Leigh Connor had a picture-perfect pregnancy. She received the right amount of exercise, ate the right foods and underwent all the requisite medical tests, which always came back with flying colors
She never dreamed her experience with childbirth would be any different. When the big day came, she checked into The Birthplace at University of Minnesota Medical Center, ready for what she thought would be a more or less routine childbirth.
That’s when a crisis struck.
Unbeknownst to Leigh, her baby had an abnormally short umbilical cord, which essentially held the child hostage in the womb. After 32 hours of labor, the baby actually began moving back up the birth canal. Then, Leigh’s baby’s heartbeat dropped to dangerously low levels. Medical personnel rapidly wheeled her down the hallway to a surgical suite, where the surgeons were donning their masks. Leigh needed an emergency Cesarean section.
“I’ve never been so scared in my whole life,” Leigh said. “It happened so fast that I didn’t get to say goodbye to my husband. He tried to follow us but they basically yelled back and said, ‘You have to stay here!’”
Today, Leigh and her husband Kevin are the proud parents of a healthy daughter named Adele, delivered by emergency C-section section.
“In hindsight, I’m very impressed and grateful that my care team was able to transition from a routine pregnancy to surgery within two minutes,” Leigh said.
Leigh never anticipated she would need emergency surgery, and initially chose the Birthplace at University of Minnesota Medical Center for a variety of other reasons.
“I wanted options,” she said. “Some women plan out their entire pregnancy. I didn’t know what I wanted. But I knew I wanted to be able to choose … to have an epidural at the last second, or do it naturally. University of Minnesota Medical Center has all the latest innovations and medicine. Essentially, they offered me any option I could want.”
Leigh’s decision to deliver at The Birthplace was also a vote of confidence in her doctor, Obstetrician/Gynecologist Elizabeth Eckhardt, MD.
“Some doctors are too empathetic to let you know what’s going on; some will give you a straight answer but aren’t empathetic. She manages to do both. She’s wonderful, and I knew that if she said everything would be great at the University of Minnesota Medical Center, then it would,” Leigh said.

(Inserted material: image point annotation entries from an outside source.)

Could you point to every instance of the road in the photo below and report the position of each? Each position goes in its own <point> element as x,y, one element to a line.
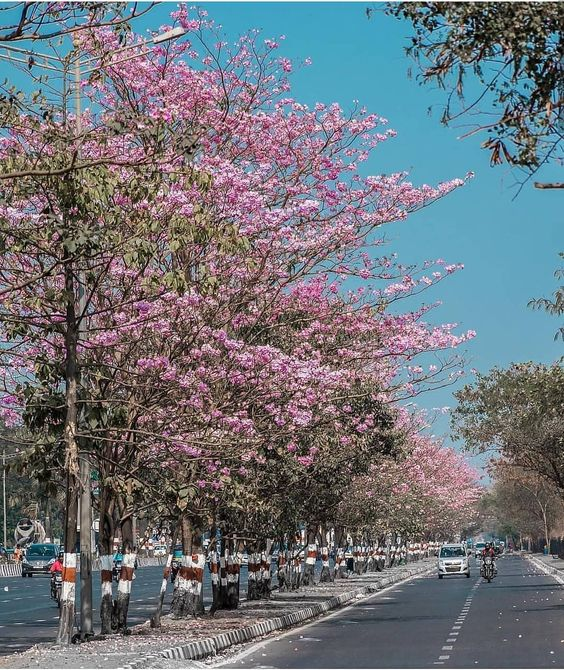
<point>28,615</point>
<point>517,621</point>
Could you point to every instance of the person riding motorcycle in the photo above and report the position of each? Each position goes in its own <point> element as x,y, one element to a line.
<point>56,568</point>
<point>488,550</point>
<point>58,564</point>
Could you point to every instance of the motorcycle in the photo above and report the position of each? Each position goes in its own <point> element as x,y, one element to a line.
<point>487,570</point>
<point>56,587</point>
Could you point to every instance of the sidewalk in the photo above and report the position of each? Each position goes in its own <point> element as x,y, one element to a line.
<point>191,639</point>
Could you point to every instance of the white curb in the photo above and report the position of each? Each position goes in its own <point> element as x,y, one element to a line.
<point>212,645</point>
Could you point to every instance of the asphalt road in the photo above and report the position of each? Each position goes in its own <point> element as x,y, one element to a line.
<point>28,615</point>
<point>517,621</point>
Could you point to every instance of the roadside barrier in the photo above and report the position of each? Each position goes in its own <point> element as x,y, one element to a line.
<point>210,646</point>
<point>12,569</point>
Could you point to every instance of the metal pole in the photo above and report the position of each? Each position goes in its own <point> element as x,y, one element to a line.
<point>86,625</point>
<point>4,496</point>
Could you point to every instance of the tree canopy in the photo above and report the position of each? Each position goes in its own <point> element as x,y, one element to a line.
<point>501,66</point>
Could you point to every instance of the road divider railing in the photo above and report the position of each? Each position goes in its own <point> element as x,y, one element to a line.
<point>10,569</point>
<point>199,649</point>
<point>14,569</point>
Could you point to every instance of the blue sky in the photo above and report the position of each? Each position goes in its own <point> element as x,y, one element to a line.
<point>509,246</point>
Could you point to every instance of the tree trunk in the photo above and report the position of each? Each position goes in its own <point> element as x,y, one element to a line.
<point>326,575</point>
<point>105,543</point>
<point>266,575</point>
<point>282,568</point>
<point>126,575</point>
<point>188,598</point>
<point>308,578</point>
<point>253,567</point>
<point>156,618</point>
<point>66,619</point>
<point>234,574</point>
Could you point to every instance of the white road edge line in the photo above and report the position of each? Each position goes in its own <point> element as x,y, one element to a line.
<point>293,631</point>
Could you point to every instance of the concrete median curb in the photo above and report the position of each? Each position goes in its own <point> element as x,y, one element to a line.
<point>11,570</point>
<point>210,646</point>
<point>548,569</point>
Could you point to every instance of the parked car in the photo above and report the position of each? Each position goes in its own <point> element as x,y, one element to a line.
<point>453,560</point>
<point>38,559</point>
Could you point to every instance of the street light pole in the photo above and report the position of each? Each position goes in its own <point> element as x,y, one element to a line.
<point>4,496</point>
<point>86,623</point>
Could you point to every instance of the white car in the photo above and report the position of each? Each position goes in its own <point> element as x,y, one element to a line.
<point>453,560</point>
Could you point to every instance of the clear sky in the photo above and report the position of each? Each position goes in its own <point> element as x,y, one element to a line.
<point>509,246</point>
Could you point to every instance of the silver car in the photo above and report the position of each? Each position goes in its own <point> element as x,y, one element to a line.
<point>453,560</point>
<point>38,559</point>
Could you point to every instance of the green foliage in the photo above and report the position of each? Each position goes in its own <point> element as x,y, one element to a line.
<point>518,413</point>
<point>513,50</point>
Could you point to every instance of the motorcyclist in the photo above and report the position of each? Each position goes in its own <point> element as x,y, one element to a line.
<point>57,565</point>
<point>488,550</point>
<point>56,568</point>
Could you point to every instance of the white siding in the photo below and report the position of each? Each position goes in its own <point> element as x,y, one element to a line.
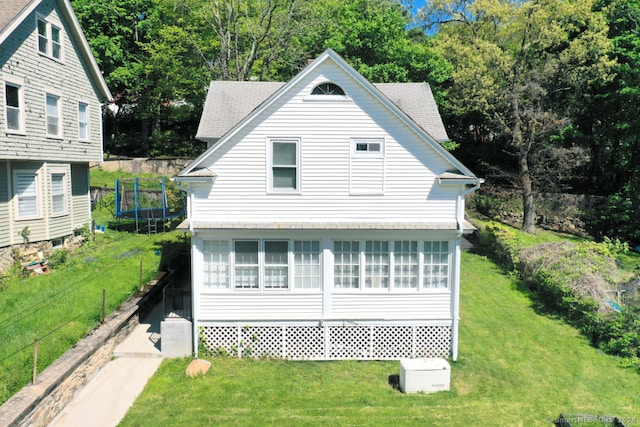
<point>262,306</point>
<point>325,129</point>
<point>20,60</point>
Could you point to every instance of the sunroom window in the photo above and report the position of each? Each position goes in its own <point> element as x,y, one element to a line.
<point>285,173</point>
<point>327,89</point>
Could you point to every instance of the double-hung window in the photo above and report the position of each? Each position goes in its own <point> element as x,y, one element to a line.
<point>26,188</point>
<point>246,264</point>
<point>216,264</point>
<point>284,173</point>
<point>58,194</point>
<point>14,107</point>
<point>83,121</point>
<point>49,38</point>
<point>436,265</point>
<point>54,127</point>
<point>367,147</point>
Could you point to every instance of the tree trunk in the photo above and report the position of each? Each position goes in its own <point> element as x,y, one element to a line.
<point>522,148</point>
<point>528,205</point>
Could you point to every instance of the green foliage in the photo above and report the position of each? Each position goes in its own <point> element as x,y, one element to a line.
<point>59,257</point>
<point>501,242</point>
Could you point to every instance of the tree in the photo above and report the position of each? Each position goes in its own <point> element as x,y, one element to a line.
<point>516,64</point>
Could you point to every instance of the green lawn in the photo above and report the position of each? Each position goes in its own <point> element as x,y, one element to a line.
<point>516,368</point>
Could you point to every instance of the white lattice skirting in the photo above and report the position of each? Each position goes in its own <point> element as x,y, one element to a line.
<point>329,342</point>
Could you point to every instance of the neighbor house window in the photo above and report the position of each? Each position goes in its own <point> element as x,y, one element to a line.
<point>391,265</point>
<point>26,187</point>
<point>216,264</point>
<point>58,194</point>
<point>13,105</point>
<point>83,121</point>
<point>53,115</point>
<point>49,39</point>
<point>284,174</point>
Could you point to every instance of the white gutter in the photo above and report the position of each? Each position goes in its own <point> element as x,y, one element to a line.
<point>455,327</point>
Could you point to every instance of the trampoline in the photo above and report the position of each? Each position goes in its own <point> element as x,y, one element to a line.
<point>147,201</point>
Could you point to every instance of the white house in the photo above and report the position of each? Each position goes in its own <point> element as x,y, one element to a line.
<point>326,219</point>
<point>51,91</point>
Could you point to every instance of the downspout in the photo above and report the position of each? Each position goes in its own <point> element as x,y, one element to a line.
<point>456,294</point>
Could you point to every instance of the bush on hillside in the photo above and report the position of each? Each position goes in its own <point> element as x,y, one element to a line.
<point>575,281</point>
<point>501,242</point>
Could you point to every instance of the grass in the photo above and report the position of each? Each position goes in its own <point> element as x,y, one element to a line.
<point>516,367</point>
<point>60,308</point>
<point>102,178</point>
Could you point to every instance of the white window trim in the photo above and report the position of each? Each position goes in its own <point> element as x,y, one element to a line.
<point>22,111</point>
<point>367,154</point>
<point>60,133</point>
<point>88,121</point>
<point>361,289</point>
<point>64,194</point>
<point>270,166</point>
<point>326,98</point>
<point>38,209</point>
<point>49,25</point>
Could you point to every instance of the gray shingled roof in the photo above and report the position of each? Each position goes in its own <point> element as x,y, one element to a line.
<point>228,102</point>
<point>10,9</point>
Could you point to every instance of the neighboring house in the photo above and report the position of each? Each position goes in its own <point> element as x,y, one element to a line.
<point>326,219</point>
<point>51,92</point>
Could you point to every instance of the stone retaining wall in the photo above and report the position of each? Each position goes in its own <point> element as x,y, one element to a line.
<point>166,167</point>
<point>37,404</point>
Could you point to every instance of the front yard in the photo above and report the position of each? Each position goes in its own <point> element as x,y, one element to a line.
<point>516,368</point>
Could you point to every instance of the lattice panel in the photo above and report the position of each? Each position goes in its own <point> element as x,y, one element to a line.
<point>343,342</point>
<point>349,342</point>
<point>220,337</point>
<point>304,342</point>
<point>392,342</point>
<point>433,341</point>
<point>261,341</point>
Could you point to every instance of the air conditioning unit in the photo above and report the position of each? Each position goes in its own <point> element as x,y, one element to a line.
<point>424,375</point>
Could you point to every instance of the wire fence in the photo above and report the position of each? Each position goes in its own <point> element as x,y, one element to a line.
<point>34,335</point>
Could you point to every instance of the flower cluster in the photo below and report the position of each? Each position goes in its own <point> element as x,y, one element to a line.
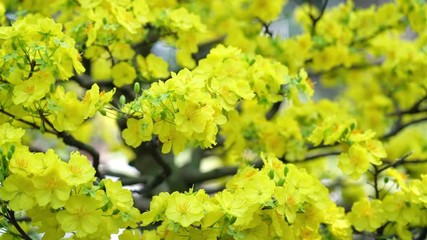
<point>188,107</point>
<point>278,201</point>
<point>62,197</point>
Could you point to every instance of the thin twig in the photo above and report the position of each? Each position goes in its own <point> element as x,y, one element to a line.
<point>12,219</point>
<point>400,127</point>
<point>161,177</point>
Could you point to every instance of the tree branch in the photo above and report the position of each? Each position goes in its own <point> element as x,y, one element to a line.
<point>400,127</point>
<point>159,178</point>
<point>315,20</point>
<point>11,217</point>
<point>66,137</point>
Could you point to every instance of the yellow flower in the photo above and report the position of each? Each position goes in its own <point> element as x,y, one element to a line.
<point>123,73</point>
<point>19,191</point>
<point>367,215</point>
<point>191,117</point>
<point>138,130</point>
<point>23,162</point>
<point>152,67</point>
<point>355,162</point>
<point>81,215</point>
<point>10,134</point>
<point>33,89</point>
<point>78,170</point>
<point>120,198</point>
<point>51,188</point>
<point>157,210</point>
<point>184,209</point>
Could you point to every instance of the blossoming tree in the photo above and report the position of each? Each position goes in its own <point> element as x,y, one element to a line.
<point>81,76</point>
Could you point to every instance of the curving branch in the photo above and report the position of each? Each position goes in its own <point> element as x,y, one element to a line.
<point>193,178</point>
<point>400,127</point>
<point>12,219</point>
<point>66,137</point>
<point>162,176</point>
<point>315,19</point>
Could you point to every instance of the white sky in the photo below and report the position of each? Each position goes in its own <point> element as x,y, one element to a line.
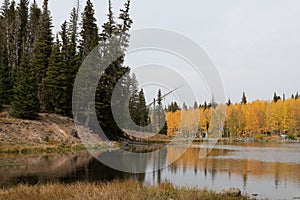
<point>255,44</point>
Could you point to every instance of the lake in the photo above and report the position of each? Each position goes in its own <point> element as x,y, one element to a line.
<point>270,170</point>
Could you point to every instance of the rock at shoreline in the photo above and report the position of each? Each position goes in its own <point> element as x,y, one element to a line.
<point>234,192</point>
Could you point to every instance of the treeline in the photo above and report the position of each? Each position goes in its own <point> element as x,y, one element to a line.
<point>279,116</point>
<point>38,68</point>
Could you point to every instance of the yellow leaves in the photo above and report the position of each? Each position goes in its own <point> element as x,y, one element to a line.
<point>258,117</point>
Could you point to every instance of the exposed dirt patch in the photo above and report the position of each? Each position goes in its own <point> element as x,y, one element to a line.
<point>48,128</point>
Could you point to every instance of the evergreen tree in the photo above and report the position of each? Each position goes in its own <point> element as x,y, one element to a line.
<point>8,37</point>
<point>25,102</point>
<point>115,36</point>
<point>34,19</point>
<point>5,70</point>
<point>89,32</point>
<point>244,99</point>
<point>42,49</point>
<point>23,15</point>
<point>55,83</point>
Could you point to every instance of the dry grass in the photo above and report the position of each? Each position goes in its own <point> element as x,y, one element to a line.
<point>129,189</point>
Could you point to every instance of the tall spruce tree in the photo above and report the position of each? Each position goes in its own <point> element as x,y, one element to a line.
<point>42,49</point>
<point>34,20</point>
<point>89,32</point>
<point>23,15</point>
<point>8,37</point>
<point>25,102</point>
<point>115,36</point>
<point>5,70</point>
<point>70,50</point>
<point>55,83</point>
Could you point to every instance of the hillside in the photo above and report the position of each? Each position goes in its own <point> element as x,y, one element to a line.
<point>47,129</point>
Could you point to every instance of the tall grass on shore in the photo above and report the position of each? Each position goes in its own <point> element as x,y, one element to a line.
<point>127,190</point>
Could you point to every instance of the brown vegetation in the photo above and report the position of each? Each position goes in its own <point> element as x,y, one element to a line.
<point>128,189</point>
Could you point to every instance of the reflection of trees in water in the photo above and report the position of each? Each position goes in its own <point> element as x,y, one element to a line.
<point>213,164</point>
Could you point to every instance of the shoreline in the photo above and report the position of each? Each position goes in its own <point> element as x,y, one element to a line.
<point>118,189</point>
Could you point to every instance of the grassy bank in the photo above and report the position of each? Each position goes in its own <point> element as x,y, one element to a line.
<point>12,148</point>
<point>130,189</point>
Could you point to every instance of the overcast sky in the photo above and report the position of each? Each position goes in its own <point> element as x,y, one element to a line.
<point>255,44</point>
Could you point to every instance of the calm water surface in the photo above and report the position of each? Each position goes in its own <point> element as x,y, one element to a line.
<point>270,170</point>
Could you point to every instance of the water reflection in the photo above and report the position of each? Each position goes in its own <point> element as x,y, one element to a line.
<point>224,166</point>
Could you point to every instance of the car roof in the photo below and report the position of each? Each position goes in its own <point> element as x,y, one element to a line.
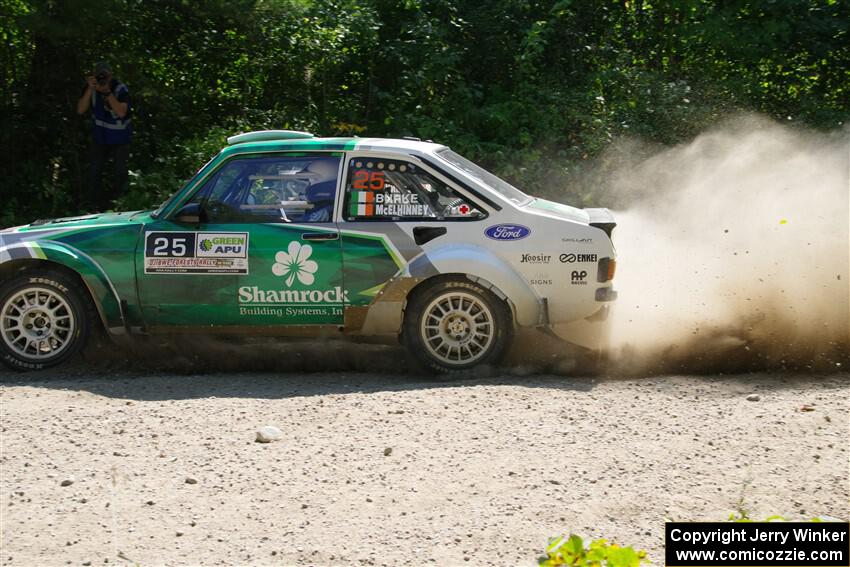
<point>283,140</point>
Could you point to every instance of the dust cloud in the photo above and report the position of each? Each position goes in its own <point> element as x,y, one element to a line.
<point>733,252</point>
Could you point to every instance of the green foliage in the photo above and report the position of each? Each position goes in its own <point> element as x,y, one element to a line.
<point>536,91</point>
<point>573,552</point>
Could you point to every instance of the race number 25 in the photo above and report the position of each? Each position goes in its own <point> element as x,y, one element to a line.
<point>169,244</point>
<point>364,180</point>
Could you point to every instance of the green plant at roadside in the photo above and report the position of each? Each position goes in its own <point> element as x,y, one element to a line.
<point>572,551</point>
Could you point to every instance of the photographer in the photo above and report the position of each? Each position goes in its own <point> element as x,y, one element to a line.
<point>109,102</point>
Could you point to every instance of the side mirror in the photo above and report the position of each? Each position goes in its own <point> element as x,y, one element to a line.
<point>189,214</point>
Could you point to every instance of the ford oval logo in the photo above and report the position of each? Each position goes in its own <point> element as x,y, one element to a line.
<point>507,232</point>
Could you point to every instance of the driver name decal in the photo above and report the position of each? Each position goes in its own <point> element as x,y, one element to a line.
<point>196,252</point>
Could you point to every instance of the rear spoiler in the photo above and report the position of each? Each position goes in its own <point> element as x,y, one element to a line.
<point>602,218</point>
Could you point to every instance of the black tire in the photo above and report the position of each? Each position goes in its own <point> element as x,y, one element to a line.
<point>45,317</point>
<point>449,345</point>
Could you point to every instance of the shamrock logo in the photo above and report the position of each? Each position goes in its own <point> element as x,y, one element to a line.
<point>295,263</point>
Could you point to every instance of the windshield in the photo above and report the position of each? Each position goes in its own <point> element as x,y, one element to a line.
<point>485,177</point>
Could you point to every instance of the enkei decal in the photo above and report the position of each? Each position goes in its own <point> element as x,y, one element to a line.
<point>507,232</point>
<point>196,252</point>
<point>577,277</point>
<point>571,258</point>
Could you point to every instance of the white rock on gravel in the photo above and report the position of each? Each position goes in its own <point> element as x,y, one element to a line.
<point>268,434</point>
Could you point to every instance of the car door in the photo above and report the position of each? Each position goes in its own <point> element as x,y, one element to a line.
<point>254,247</point>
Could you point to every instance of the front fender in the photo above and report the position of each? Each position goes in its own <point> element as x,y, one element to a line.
<point>481,264</point>
<point>98,283</point>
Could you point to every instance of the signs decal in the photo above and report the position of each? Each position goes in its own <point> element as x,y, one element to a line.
<point>196,252</point>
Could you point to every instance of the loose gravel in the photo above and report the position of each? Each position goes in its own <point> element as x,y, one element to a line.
<point>383,469</point>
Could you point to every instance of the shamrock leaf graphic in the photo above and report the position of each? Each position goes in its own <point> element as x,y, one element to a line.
<point>295,264</point>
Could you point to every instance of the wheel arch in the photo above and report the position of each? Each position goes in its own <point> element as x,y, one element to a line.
<point>50,255</point>
<point>483,267</point>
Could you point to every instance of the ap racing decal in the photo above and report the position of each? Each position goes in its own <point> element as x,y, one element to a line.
<point>507,232</point>
<point>196,252</point>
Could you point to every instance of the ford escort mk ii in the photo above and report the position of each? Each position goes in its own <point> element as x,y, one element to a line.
<point>285,234</point>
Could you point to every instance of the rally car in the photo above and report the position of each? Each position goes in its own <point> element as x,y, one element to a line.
<point>286,234</point>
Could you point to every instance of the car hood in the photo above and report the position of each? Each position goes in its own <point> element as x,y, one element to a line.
<point>78,221</point>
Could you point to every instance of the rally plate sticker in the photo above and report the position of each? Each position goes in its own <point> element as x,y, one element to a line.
<point>196,252</point>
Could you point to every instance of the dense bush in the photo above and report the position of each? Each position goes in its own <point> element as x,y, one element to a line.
<point>533,90</point>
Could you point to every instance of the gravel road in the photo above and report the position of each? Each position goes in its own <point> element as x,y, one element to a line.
<point>381,467</point>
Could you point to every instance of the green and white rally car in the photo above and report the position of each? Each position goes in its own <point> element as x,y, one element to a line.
<point>286,234</point>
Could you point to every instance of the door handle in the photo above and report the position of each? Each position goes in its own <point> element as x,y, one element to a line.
<point>320,236</point>
<point>423,234</point>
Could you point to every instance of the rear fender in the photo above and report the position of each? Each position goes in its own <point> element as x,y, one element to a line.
<point>489,270</point>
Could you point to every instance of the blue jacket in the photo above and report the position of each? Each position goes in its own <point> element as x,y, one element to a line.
<point>108,129</point>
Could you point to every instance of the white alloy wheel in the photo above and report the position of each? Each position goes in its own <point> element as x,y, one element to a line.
<point>37,323</point>
<point>457,328</point>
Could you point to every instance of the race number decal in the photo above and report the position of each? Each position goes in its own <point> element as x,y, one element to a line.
<point>196,252</point>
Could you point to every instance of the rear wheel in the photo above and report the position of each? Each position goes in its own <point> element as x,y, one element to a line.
<point>44,319</point>
<point>455,325</point>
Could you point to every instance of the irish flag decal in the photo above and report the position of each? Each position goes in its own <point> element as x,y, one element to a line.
<point>362,204</point>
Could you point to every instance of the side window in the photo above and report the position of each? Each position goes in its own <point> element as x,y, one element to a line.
<point>288,188</point>
<point>386,189</point>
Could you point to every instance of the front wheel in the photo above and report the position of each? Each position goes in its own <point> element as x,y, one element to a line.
<point>455,325</point>
<point>44,319</point>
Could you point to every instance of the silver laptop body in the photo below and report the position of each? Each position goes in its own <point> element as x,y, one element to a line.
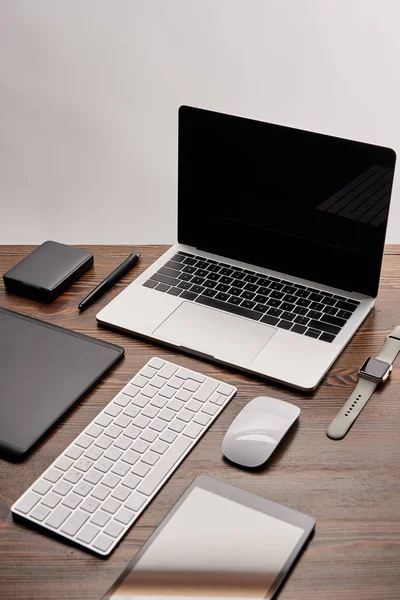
<point>281,324</point>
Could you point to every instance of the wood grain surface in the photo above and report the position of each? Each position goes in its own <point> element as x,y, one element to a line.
<point>351,487</point>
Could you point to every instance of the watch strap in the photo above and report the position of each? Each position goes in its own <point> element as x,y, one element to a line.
<point>352,408</point>
<point>363,390</point>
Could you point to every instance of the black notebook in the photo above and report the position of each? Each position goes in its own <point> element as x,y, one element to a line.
<point>44,371</point>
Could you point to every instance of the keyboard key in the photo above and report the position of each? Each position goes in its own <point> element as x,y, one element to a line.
<point>316,306</point>
<point>53,475</point>
<point>349,306</point>
<point>321,326</point>
<point>333,320</point>
<point>299,328</point>
<point>314,314</point>
<point>343,314</point>
<point>188,295</point>
<point>269,319</point>
<point>166,462</point>
<point>205,390</point>
<point>100,518</point>
<point>27,502</point>
<point>288,316</point>
<point>150,283</point>
<point>162,287</point>
<point>75,522</point>
<point>57,517</point>
<point>227,307</point>
<point>88,533</point>
<point>136,501</point>
<point>312,333</point>
<point>41,487</point>
<point>72,501</point>
<point>248,304</point>
<point>113,529</point>
<point>284,324</point>
<point>40,512</point>
<point>174,291</point>
<point>102,542</point>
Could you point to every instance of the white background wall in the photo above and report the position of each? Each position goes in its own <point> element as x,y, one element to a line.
<point>89,92</point>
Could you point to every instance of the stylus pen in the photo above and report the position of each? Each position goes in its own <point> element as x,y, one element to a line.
<point>109,281</point>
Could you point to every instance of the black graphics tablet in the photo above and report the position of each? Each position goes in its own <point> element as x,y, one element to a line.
<point>44,371</point>
<point>217,542</point>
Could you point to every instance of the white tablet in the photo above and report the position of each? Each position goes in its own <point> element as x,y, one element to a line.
<point>217,542</point>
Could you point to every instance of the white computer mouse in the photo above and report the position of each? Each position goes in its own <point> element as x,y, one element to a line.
<point>257,430</point>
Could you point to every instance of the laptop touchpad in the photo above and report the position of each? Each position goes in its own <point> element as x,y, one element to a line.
<point>214,332</point>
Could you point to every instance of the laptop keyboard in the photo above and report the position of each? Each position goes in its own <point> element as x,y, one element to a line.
<point>278,302</point>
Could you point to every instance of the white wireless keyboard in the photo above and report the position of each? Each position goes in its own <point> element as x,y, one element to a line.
<point>96,489</point>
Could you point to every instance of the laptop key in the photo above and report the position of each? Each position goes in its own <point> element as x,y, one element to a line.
<point>162,287</point>
<point>188,295</point>
<point>321,326</point>
<point>261,307</point>
<point>150,283</point>
<point>327,337</point>
<point>174,291</point>
<point>235,300</point>
<point>274,285</point>
<point>302,320</point>
<point>172,264</point>
<point>184,276</point>
<point>284,324</point>
<point>288,316</point>
<point>234,291</point>
<point>274,294</point>
<point>346,306</point>
<point>330,310</point>
<point>269,320</point>
<point>247,295</point>
<point>328,300</point>
<point>344,314</point>
<point>226,280</point>
<point>227,307</point>
<point>222,296</point>
<point>164,279</point>
<point>197,289</point>
<point>290,298</point>
<point>251,287</point>
<point>178,257</point>
<point>300,310</point>
<point>209,292</point>
<point>314,314</point>
<point>298,328</point>
<point>303,302</point>
<point>189,270</point>
<point>333,320</point>
<point>273,302</point>
<point>312,333</point>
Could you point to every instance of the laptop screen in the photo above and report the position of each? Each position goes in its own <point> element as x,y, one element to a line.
<point>302,203</point>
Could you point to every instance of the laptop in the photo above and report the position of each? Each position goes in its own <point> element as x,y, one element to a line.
<point>280,241</point>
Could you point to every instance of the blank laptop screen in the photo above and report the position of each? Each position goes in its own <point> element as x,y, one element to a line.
<point>301,203</point>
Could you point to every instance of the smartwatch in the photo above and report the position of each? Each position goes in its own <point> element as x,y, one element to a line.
<point>373,372</point>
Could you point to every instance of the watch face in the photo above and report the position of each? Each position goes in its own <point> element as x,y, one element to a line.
<point>375,368</point>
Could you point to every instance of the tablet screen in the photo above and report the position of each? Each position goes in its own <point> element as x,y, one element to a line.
<point>212,547</point>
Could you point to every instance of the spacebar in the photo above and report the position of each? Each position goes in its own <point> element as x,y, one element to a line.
<point>164,466</point>
<point>236,310</point>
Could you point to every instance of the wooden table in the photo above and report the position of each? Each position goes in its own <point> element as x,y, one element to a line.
<point>351,487</point>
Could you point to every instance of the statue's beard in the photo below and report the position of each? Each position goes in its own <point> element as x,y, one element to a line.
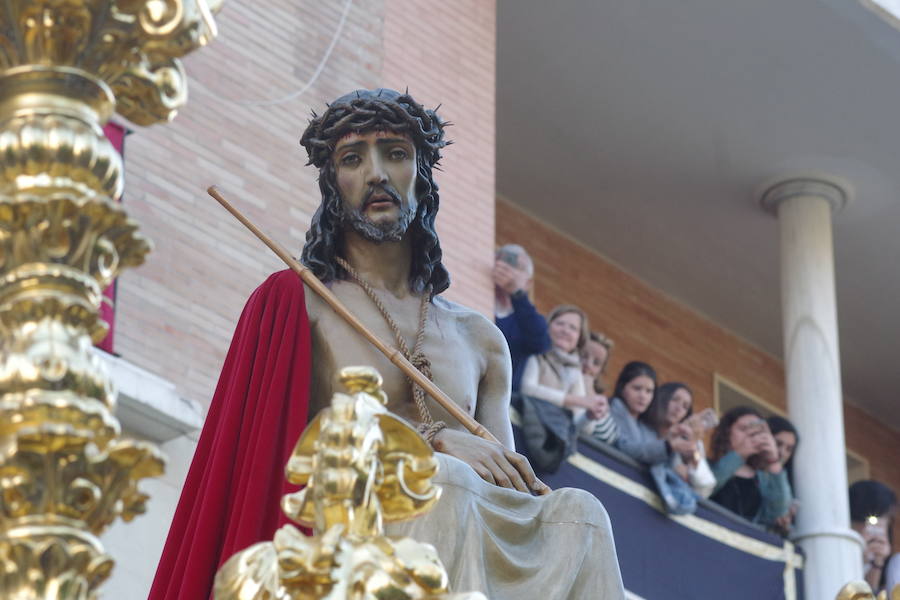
<point>357,220</point>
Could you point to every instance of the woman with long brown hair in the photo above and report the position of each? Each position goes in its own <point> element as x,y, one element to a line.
<point>750,481</point>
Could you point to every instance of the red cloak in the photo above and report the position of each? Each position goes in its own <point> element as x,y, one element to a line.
<point>231,496</point>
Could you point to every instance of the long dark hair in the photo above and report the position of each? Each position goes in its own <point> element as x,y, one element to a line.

As it turned out, that mix of empathy and honesty was a common trait shared by all the health professionals Leigh encountered during her hospital stay.
“The doctors knew how upset my husband was, so once the baby was out they brought my husband right back and told him, ‘You have a baby girl; she’s healthy and you can see her now, and Leigh is fine.’ That was life-saving for him.”
Though Leigh’s recovery from the emergency C-section was challenging, she was grateful that—when an emergency struck—she was at the right place, in the right hands at the right time.
“The medical staff during that time was wonderful. They were in my room every two hours for five days, and they did everything. They were the sweetest, most compassionate people I’ve ever met in any hospital setting.”